Sweet. We’ll buy it all for pennies on the dollar and then jack up prices sky high.
Hills like White Donkeys!!!…LMAO….
Actually…Don’t blame you….Hahahahaha…
Jesus, I can’t believe I ave to court idiots like you to get my poll numbers up.
The state should ‘nationalize’ all utility companies.
We really don’t know if that statement is true. We might have made the repairs in the last few years and they still would have been damaged by the flood anyway. Not many roads would survive an upstream dam break. It would be interesting to compare damage to newer roads to older ones. Also destruction of deficient structures by the storm may have made their replacement cheaper.
Near me there are two bridges on separate roads that cross the same creek. The newer bridge that was finished in August held up well, the older bridge that was built in the 60s had both approaches wash out. It’s not a big enough sample to really determine if this would have applied state wide, but the crossings were very similar and only a few blocks apart.
Besides expense the issue of safety has to be taken into account,
Hug the anaconda!!!! Get some Federal dollars!!!!
Hmm…state sells Santee Cooper and receives a one-time payment that will cover the costs of this disaster and every single pork project the current Legislature wants. Santee Cooper customers see their rates increase because now they have to pay for the profits the private company expects to achieve from the purchase.
Pretty easy to pick the loser in this scenario.
That’s the Republican answer. Sell public assets for private profit — costs socialized, profits privatized. Who end up paying in the end?
Take it private sell 49% to private investors and have the State of SC continue to own the controlling stake in it. 49% would cover road and disaster costs.
Every time this state needs money you want to sell Santee Cooper.
Pro tip: You only get to sell it once. Choose….wisely.
Brilliant. Santee Cooper can privatize its profits while getting the public to pay its expenses just like SCANA. Will, you’re a gd idiot.

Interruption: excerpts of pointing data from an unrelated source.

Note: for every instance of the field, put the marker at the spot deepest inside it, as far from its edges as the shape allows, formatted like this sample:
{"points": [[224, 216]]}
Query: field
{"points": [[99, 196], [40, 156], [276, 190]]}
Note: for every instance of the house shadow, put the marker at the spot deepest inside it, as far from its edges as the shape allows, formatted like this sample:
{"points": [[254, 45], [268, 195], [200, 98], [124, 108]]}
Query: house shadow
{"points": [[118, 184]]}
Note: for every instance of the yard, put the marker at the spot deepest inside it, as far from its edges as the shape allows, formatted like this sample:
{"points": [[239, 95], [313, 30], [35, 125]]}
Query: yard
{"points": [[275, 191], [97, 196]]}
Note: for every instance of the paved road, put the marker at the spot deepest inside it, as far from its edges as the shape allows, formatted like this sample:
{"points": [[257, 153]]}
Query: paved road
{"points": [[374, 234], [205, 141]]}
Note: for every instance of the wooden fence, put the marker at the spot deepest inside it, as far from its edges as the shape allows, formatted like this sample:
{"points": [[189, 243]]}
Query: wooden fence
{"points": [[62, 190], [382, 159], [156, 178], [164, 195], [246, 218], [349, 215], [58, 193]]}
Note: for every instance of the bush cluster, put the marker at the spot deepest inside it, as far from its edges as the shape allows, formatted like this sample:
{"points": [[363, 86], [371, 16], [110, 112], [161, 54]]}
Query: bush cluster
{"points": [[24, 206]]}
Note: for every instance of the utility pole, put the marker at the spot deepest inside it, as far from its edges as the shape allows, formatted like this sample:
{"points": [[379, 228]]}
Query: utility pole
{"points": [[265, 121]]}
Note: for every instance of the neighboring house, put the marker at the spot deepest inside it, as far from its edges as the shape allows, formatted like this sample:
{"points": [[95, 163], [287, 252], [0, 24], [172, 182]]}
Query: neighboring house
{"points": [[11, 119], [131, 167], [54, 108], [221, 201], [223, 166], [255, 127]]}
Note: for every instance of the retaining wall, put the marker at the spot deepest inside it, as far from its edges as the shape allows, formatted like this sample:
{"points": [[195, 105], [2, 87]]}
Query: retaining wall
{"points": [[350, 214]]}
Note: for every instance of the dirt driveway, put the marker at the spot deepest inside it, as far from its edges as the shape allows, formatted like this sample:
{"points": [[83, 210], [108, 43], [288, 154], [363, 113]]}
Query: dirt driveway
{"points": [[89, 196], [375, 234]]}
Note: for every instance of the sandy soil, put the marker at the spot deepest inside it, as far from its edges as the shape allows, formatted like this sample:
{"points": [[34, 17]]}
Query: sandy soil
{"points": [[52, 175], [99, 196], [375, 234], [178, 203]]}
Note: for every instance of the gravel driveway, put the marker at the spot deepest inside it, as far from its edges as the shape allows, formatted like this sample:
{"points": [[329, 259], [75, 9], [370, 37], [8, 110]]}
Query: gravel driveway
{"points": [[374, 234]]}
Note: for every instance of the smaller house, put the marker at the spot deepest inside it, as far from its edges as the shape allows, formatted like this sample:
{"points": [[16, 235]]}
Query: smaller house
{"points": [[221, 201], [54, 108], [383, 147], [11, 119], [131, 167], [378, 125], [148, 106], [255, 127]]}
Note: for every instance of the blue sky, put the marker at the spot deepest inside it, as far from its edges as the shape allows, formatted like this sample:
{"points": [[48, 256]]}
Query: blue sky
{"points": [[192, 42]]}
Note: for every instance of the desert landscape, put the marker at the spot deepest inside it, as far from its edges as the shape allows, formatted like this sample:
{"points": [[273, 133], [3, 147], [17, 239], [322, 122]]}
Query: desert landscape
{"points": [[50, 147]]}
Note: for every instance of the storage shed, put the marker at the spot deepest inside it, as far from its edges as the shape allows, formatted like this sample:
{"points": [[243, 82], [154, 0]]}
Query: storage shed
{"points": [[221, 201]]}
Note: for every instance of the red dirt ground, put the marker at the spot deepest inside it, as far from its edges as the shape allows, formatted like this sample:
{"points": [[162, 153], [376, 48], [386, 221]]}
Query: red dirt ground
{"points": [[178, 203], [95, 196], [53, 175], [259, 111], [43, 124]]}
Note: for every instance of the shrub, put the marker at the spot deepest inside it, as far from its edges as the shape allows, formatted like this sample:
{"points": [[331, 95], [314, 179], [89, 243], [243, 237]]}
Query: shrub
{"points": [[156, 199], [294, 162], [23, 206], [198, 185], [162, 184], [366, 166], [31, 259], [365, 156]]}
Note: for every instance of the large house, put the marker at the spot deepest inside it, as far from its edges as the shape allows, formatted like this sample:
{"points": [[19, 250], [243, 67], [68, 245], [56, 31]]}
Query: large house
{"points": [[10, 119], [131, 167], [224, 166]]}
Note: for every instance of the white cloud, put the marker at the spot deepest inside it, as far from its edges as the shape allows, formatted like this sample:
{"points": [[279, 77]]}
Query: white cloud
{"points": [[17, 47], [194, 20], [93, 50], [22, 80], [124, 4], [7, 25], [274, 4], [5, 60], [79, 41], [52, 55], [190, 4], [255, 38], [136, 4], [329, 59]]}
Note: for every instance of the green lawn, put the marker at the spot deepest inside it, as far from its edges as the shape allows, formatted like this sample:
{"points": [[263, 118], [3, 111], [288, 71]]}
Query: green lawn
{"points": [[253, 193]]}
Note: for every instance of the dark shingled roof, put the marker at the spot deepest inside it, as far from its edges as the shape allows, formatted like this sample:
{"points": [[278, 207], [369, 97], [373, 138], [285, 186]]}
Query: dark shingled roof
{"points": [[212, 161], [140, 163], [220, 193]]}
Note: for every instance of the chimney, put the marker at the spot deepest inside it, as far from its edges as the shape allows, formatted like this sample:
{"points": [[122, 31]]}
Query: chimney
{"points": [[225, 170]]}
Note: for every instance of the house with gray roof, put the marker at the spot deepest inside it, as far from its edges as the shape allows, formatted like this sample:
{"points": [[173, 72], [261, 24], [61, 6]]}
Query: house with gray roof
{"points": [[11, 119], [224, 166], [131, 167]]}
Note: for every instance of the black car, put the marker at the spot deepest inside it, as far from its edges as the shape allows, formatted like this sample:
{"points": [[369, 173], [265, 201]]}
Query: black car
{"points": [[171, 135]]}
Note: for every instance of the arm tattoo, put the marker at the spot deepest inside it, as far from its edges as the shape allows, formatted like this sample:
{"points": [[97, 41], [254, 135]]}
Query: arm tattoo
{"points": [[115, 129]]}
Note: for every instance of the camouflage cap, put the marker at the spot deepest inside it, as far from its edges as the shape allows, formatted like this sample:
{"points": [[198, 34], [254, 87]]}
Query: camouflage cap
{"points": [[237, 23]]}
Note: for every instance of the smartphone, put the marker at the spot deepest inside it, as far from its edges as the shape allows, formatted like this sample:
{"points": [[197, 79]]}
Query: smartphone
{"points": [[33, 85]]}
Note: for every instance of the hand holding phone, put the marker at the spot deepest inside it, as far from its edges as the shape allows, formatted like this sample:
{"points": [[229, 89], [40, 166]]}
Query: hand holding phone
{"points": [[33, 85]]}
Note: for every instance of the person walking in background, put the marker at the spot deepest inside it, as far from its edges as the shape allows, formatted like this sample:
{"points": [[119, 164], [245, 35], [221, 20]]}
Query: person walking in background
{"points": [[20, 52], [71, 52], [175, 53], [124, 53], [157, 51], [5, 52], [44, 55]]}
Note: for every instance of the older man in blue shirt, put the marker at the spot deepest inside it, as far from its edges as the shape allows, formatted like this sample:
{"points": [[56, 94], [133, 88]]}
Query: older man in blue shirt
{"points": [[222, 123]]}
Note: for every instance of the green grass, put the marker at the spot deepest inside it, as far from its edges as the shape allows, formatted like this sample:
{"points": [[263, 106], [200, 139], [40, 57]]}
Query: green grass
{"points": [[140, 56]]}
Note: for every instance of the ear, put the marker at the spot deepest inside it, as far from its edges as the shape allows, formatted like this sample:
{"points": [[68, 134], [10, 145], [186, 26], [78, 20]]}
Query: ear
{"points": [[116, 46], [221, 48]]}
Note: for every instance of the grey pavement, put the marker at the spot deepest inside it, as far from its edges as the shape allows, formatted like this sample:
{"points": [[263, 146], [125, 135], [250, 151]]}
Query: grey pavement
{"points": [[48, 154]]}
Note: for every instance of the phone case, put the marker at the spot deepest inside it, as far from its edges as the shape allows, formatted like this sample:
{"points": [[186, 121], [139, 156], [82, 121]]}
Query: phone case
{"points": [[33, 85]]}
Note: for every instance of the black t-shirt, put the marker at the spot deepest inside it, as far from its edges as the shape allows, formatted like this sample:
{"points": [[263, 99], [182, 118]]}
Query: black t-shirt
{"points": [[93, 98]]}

The problem is Santee Cooper is a socialist monopoly and privatizing leaves a private monopoly. There is no good answer unless the state allows other utility companies to offer competition. Breaking up Santee cooper would help and allow electricity to be sold like phone service. When the state seized control of electricity production they created a monster that is unlikely to be destroyed. Look at SCANA and Duke, they are private monopolies which the state completely controls. Fascism at its best.
Without a true free market the choices are a socialist monopoly or a facsist monopoly.
“soared from $1.1 to $1.8 billion in the last four years alone.”
LOL. .7 increase in a State transportation department over 4 years is hardly “soaring”. Jeez. The problem with the dams was they were privately owned and so no one gave a crap about the safety… Yeah, lets continue that thought process over to Santee Cooper! Brilliant. Deepwater Horizon.
soared $700 Million in 4 years. $175 million a year for 4 years. $479,452.05 a day
1.1 Billion dollars is just over 3million a day
1.8 Billion dollars is 4.9 million dollars a day
Don’t forget that once it’s sold and becomes a public company, they have to pay taxes on the assets. SCE&G pays $30 million in just one county: Lexington. That’s why they have great Lexington Cty schools: SCE&G money. Santee Cooper only pays around $20 million in their entire service area. It’s peanuts.
Therefore, selling Santee Cooper also creates a new and constant source of income for each county it serves. It’s not an all or nothing sell, it’s on going income each year.
Plus: the power rates won’t change much as Santee Cooper’s rates are mostly the same as SCE&G and Duke Power.